Après un épisode "musical" dans une chorale (le chant me paraissait très beau aussi), le théâtre s’est réveillé à nouveau chez moi, pendant mon service militaire. Pour tromper mon ennui je me suis mis à "déclamer" des extraits de pièces, particulièrement en haut du mirador où j’étais censé surveiller les pistes d’un aérodrome. Bref ça m’a repris et j’ai voulu tâter concrètement du théâtre. Après quelques esquisses d’approche auprès de Jean Vilar, qui a eu la gentillesse de me répondre, j’ai rabattu mes naïves ambitions. Finalement je me suis retrouvé sur les planches au début des années 60 grâce à la Fédération Théâtre et Animation. Et ça ne m’a pas quitté depuis.
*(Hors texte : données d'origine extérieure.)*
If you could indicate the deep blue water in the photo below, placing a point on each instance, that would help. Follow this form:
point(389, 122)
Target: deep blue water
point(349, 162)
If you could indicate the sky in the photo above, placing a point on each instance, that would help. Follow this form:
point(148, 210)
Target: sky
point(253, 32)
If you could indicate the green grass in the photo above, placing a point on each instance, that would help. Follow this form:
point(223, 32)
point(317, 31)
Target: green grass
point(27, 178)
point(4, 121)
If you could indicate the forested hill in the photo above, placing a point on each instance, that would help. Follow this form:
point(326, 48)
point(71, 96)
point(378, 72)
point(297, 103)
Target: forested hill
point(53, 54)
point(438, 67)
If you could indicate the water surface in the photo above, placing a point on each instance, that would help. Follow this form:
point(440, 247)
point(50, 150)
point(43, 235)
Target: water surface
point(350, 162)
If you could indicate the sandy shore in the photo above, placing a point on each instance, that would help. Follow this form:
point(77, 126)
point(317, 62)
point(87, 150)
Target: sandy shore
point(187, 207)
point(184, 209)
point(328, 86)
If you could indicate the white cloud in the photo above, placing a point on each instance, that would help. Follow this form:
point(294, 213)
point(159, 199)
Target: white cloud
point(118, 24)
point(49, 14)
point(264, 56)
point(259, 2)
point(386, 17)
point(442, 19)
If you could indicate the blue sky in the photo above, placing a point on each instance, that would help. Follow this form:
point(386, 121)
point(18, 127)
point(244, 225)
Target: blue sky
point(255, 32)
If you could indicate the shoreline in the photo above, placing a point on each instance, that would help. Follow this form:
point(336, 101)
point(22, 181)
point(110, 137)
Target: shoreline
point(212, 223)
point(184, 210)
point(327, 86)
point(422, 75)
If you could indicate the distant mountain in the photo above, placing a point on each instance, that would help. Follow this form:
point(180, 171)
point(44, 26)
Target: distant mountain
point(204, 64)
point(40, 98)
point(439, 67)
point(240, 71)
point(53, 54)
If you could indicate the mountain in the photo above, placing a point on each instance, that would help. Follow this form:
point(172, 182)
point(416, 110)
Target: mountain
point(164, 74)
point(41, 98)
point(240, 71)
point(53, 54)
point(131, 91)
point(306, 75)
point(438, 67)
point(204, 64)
Avant de jouer à La Phalène (à partir de 1985), j’ai navigué d’une troupe à l’autre, d’un metteur en scène à l’autre, d’un auteur à l’autre avec toujours beaucoup de "gourmandise".
Quelques auteurs émergent pour moi au cours de cette période :
Pirandello : Le bonnet du fou, L’homme, la bête et la vertu, À chacun sa vérité
Molière : Le malade imaginaire, Le médecin malgré lui
Obaldia : L’azote, Les innocentines
M. Achard : Le Corsaire
Lorca : Noces de sang
V. Hugo : Angelo, tyran de Padoue
Tardieu : Conversation sinfonietta, Un mot pour un autre, Les amants du métro
Dostoievsky : L’idiot (rôle du Prince Mychkine)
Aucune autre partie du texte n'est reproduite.